Stavolta ho voglia di solitudine. Salto sulla bici, guadagno il Naviglio, spingo sui pedali, evado da Milano, cerco la campagna. La bici come terapia.
Neanche il tempo di superare le tre società di canottieri – San Cristoforo, Olona e Milano -, e ho già un uomo alla ruota. Maglia nera, pantaloncini neri, bici nera: un cavaliere nero. Silenzioso, discreto, riservato, anonimo, ignoto. Due solitudini non fanno una compagnia. Si perde, lo perdo, a Gaggiano. La bici come viaggio.
Mi sottraggo alla provinciale, conquisto la stradina che costeggia un canale, divide la campagna, collega le cascine. Incrocio trattori e aironi, affianco risaie e ficaie, ascolto il vento che propone, promette, profetizza l’autunno. La bici come bussola.
Il ponte è – si fa per dire – fiammingo: a dorso d’asino, a pietre di fiume, a tiro di mucche. A destra una scorciatoia, a sinistra un’allungatoia. Le braccia fremono, le gambe frullano, la fantasia decolla, i ricordi planano, anche a trenta all’ora. La bici come risorgimento se non resurrezione.
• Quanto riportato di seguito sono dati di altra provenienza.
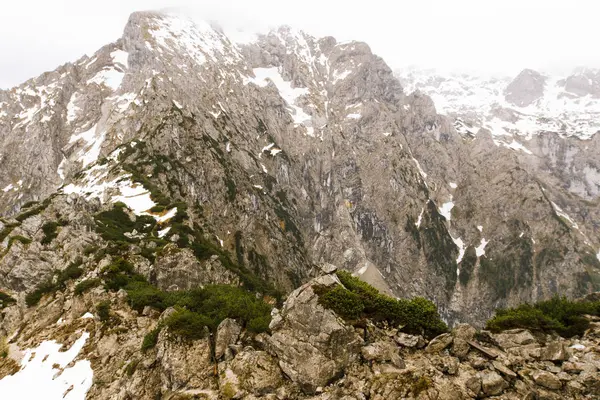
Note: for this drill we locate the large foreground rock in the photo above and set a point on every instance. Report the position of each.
(313, 345)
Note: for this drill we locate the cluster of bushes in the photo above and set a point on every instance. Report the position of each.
(50, 230)
(558, 314)
(196, 309)
(55, 283)
(18, 238)
(114, 223)
(5, 300)
(357, 300)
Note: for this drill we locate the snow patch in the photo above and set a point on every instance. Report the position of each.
(109, 77)
(418, 223)
(446, 209)
(563, 214)
(163, 232)
(120, 57)
(480, 250)
(265, 75)
(39, 378)
(461, 249)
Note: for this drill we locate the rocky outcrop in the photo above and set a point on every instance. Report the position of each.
(312, 344)
(526, 88)
(310, 353)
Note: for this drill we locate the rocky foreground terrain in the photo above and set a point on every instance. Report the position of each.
(175, 160)
(310, 353)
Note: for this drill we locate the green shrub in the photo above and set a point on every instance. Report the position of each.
(103, 310)
(86, 285)
(73, 271)
(114, 223)
(188, 324)
(50, 232)
(18, 238)
(347, 304)
(359, 300)
(558, 314)
(29, 204)
(151, 338)
(6, 300)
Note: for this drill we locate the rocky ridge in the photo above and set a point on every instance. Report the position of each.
(310, 353)
(278, 155)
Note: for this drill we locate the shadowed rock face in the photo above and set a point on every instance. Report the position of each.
(286, 152)
(526, 88)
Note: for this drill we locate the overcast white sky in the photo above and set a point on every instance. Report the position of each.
(493, 36)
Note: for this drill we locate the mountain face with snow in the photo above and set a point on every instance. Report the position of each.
(289, 151)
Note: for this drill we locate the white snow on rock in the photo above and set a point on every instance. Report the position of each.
(61, 168)
(446, 209)
(515, 146)
(271, 149)
(163, 232)
(93, 140)
(265, 75)
(109, 77)
(134, 195)
(39, 379)
(418, 223)
(480, 250)
(461, 249)
(72, 109)
(120, 57)
(564, 215)
(423, 174)
(339, 76)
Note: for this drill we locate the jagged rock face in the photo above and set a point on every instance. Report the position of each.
(380, 363)
(584, 83)
(527, 87)
(288, 151)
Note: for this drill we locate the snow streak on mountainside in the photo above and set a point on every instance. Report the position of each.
(289, 150)
(513, 110)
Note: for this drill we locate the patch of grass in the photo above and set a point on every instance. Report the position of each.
(114, 223)
(359, 300)
(86, 285)
(51, 285)
(558, 314)
(29, 204)
(151, 338)
(131, 367)
(188, 324)
(33, 211)
(103, 310)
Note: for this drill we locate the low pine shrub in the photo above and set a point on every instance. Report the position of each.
(560, 315)
(357, 300)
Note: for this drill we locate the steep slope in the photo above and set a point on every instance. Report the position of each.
(250, 163)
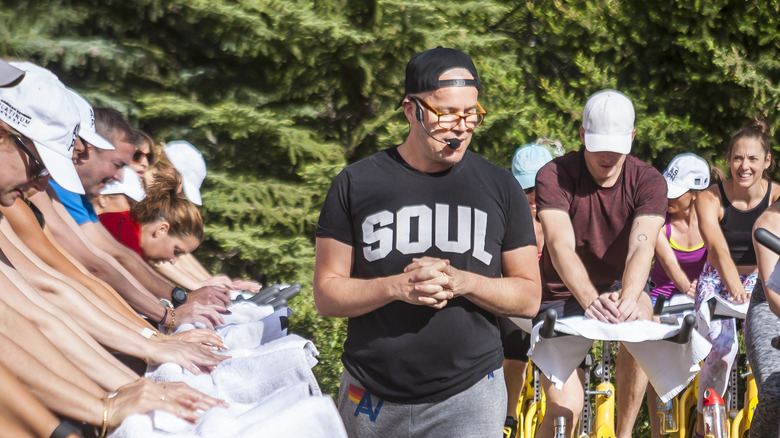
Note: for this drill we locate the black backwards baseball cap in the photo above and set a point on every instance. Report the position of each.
(424, 69)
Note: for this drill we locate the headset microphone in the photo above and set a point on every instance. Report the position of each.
(452, 143)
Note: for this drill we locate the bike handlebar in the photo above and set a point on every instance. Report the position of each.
(768, 239)
(547, 330)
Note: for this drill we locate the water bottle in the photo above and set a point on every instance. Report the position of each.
(560, 427)
(668, 416)
(714, 412)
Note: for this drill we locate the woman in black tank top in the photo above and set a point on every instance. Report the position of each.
(727, 212)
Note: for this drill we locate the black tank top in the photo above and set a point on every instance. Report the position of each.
(737, 227)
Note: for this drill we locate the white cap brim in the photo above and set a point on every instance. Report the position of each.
(191, 191)
(96, 140)
(620, 144)
(674, 191)
(9, 74)
(60, 168)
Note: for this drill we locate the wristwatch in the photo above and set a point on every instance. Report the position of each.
(166, 303)
(178, 296)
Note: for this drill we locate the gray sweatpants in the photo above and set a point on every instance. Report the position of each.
(476, 412)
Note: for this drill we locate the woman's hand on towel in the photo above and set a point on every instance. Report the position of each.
(207, 314)
(144, 395)
(192, 357)
(204, 337)
(219, 295)
(246, 285)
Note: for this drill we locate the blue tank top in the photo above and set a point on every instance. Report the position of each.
(737, 227)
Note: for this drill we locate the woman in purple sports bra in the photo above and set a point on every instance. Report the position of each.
(679, 252)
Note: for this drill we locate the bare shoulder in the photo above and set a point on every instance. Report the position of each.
(775, 191)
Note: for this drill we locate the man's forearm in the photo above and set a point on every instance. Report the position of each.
(574, 275)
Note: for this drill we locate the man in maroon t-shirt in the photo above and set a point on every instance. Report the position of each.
(601, 211)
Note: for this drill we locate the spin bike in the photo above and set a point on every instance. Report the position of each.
(599, 421)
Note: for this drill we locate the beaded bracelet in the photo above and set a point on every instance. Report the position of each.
(105, 418)
(173, 320)
(165, 315)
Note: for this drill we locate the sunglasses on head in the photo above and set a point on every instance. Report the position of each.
(138, 155)
(37, 169)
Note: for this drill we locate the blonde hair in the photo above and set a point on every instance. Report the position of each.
(162, 203)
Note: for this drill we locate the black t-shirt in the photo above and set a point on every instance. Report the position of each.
(390, 213)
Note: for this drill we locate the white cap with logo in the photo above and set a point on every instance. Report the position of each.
(40, 109)
(686, 172)
(608, 121)
(87, 131)
(190, 164)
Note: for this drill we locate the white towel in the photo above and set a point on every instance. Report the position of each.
(669, 366)
(313, 417)
(723, 307)
(525, 324)
(250, 335)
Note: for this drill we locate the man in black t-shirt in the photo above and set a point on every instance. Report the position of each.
(421, 246)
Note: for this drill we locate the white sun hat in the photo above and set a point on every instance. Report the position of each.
(39, 108)
(190, 164)
(87, 130)
(608, 121)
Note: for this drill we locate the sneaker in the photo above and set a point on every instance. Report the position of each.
(510, 427)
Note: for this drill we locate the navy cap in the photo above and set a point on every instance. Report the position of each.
(424, 69)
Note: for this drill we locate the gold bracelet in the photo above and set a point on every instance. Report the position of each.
(105, 418)
(173, 320)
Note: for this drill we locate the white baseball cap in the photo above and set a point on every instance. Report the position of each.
(40, 109)
(686, 172)
(190, 164)
(87, 130)
(608, 121)
(9, 74)
(130, 186)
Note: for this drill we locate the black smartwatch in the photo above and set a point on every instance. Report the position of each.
(178, 296)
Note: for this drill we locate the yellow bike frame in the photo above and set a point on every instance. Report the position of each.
(740, 425)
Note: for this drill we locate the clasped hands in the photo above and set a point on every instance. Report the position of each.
(431, 281)
(611, 308)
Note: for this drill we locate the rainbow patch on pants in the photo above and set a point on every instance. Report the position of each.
(364, 403)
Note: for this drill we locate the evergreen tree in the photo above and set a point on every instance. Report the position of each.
(280, 95)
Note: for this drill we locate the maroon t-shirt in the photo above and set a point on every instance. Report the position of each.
(124, 228)
(601, 217)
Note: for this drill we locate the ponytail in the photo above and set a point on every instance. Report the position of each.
(163, 203)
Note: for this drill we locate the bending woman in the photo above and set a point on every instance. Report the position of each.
(160, 228)
(727, 212)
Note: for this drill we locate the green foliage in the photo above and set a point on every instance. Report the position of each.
(280, 95)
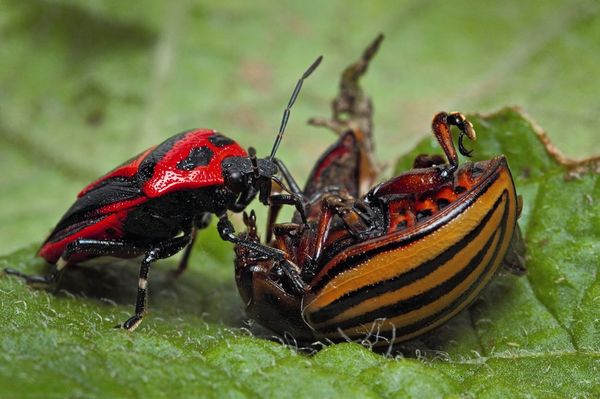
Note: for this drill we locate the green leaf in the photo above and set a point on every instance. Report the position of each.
(84, 85)
(535, 335)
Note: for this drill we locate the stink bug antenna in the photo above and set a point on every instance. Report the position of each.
(252, 154)
(286, 113)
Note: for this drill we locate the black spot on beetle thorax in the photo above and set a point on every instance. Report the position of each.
(219, 140)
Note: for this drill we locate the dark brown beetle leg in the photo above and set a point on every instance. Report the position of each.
(186, 255)
(331, 206)
(46, 279)
(283, 265)
(289, 199)
(441, 129)
(163, 250)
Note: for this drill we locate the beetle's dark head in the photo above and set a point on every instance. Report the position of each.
(246, 176)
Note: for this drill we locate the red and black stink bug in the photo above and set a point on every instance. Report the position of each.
(153, 204)
(393, 264)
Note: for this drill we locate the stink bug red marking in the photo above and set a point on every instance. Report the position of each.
(153, 204)
(391, 263)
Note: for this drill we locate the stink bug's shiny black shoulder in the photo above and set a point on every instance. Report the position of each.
(186, 161)
(153, 204)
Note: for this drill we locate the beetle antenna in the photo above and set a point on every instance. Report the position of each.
(286, 113)
(252, 154)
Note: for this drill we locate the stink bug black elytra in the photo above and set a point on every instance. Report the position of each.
(153, 204)
(392, 263)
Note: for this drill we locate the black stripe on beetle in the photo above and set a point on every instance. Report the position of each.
(428, 322)
(362, 257)
(367, 292)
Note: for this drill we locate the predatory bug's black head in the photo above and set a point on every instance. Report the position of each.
(244, 173)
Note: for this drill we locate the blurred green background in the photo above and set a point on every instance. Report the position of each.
(86, 84)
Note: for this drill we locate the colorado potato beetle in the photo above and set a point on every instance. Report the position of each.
(392, 263)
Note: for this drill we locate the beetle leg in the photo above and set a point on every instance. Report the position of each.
(186, 255)
(441, 129)
(290, 199)
(163, 250)
(46, 279)
(283, 266)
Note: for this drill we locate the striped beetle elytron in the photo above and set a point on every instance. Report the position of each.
(393, 263)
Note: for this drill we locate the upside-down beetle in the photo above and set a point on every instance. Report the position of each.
(153, 204)
(393, 263)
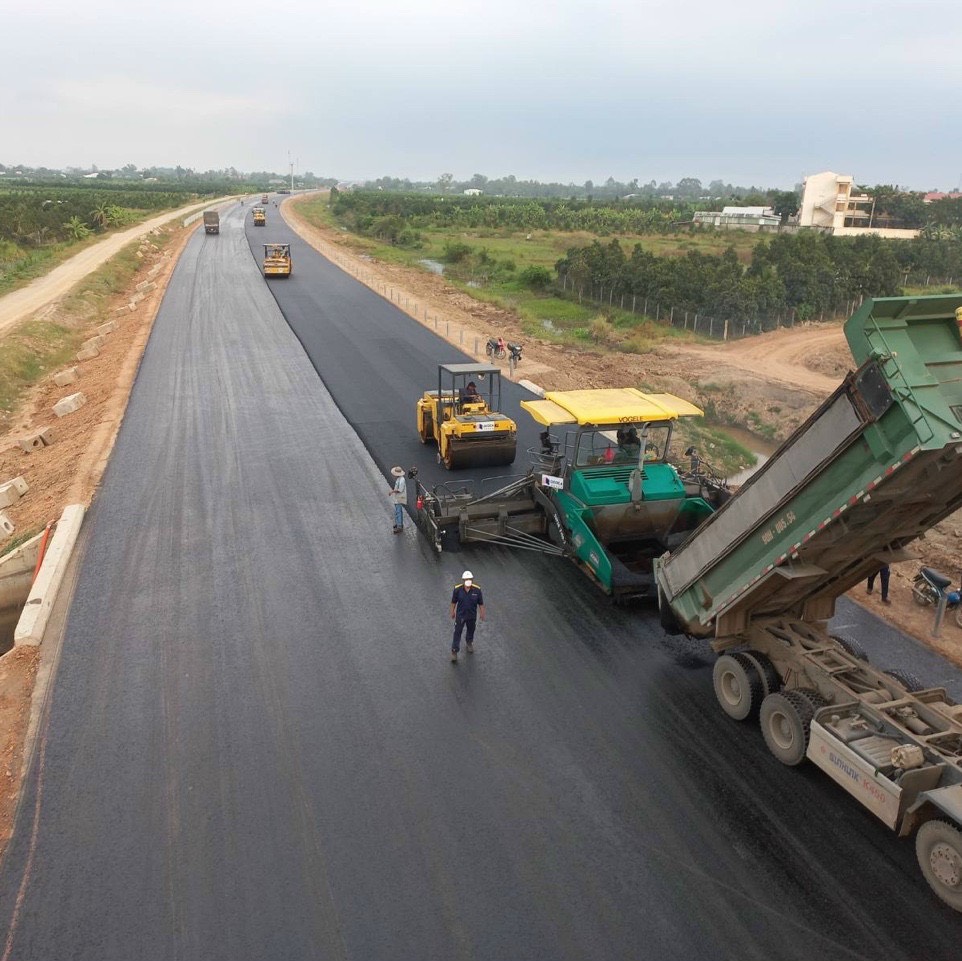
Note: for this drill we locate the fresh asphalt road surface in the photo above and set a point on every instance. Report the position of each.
(376, 361)
(255, 747)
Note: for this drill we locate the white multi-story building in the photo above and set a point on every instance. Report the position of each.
(828, 202)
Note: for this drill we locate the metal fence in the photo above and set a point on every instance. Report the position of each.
(699, 322)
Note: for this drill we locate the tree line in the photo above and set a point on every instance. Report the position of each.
(803, 275)
(397, 218)
(33, 217)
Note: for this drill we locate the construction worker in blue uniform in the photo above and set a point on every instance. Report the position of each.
(467, 604)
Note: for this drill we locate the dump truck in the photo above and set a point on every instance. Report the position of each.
(872, 469)
(606, 494)
(277, 260)
(463, 418)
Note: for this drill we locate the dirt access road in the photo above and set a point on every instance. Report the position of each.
(20, 304)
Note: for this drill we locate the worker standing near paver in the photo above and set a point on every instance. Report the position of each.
(467, 604)
(399, 495)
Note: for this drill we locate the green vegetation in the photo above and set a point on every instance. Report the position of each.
(29, 353)
(542, 258)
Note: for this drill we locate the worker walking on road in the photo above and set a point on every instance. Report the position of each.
(399, 495)
(467, 604)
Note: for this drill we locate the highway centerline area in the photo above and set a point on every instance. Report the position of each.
(255, 745)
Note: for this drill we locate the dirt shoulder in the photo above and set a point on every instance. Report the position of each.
(69, 470)
(776, 380)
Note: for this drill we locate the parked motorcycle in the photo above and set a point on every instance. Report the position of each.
(496, 347)
(499, 348)
(929, 587)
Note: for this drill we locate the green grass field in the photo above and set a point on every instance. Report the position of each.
(491, 272)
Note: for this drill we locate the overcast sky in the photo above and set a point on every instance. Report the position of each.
(755, 92)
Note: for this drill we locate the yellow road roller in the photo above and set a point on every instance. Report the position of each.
(462, 417)
(277, 260)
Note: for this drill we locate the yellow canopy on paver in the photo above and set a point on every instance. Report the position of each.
(608, 406)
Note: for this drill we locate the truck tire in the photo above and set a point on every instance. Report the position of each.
(785, 718)
(850, 646)
(738, 686)
(908, 680)
(771, 682)
(938, 846)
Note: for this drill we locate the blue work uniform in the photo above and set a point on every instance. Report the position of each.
(467, 600)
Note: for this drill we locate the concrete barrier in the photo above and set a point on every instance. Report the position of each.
(69, 404)
(43, 593)
(12, 491)
(43, 438)
(530, 385)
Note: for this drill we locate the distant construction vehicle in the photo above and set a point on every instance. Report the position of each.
(277, 260)
(464, 420)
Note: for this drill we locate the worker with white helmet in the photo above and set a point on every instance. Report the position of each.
(467, 604)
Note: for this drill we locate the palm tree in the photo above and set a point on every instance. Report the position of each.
(100, 215)
(76, 228)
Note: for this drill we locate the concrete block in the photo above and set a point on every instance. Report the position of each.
(43, 438)
(18, 484)
(64, 377)
(69, 404)
(33, 442)
(43, 593)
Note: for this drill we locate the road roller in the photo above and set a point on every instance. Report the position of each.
(462, 417)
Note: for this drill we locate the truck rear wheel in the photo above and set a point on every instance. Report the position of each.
(771, 682)
(938, 846)
(908, 680)
(786, 719)
(738, 686)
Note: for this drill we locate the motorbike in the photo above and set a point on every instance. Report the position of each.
(929, 587)
(497, 347)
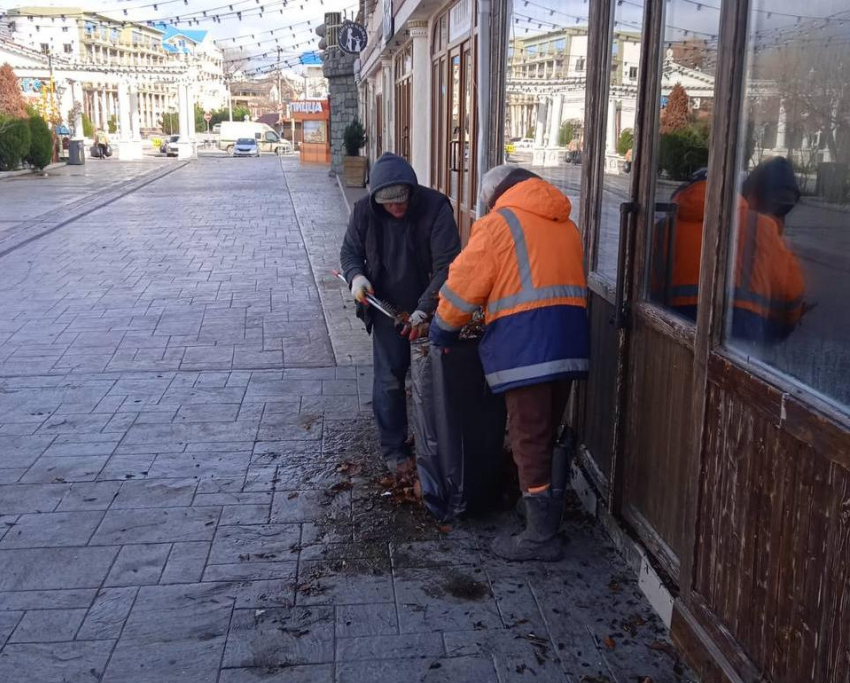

Allegria e allergia, guida e Giuda, Oss e sos: anagrammi in antitesi. Penso a un pezzo, a un libro, a un pezzo di libro, a un libro a pezzi, a Paola Pezzo, a un libro libero. La bici come immaginazione al potere, e anche, qui, come immaginazione al podere.
Mi godo la solitudine, un uomo solo al comando, comando è una parola pesante, uomo è una parola ancora più pesante, ma pedalare regala la leggerezza dell’essere, almeno finché la strada è piatta, il percorso conosciuto, il traffico zero. La bici come salvezza.
Poi passa un treno, un treno a pedali, altri corridori neri di maglia, di pantaloncini e di bici, stavolta sono io ad aggregarmi, dietro, sfruttando la scia e l’energia. Trentacinque, quaranta, quarantacinque. Sarà un semaforo a spezzarci e la città a divorarci. E la bici, adesso, è lì che mi guarda. Magari domani, tempo permettendo, un’altra botta di solitudine.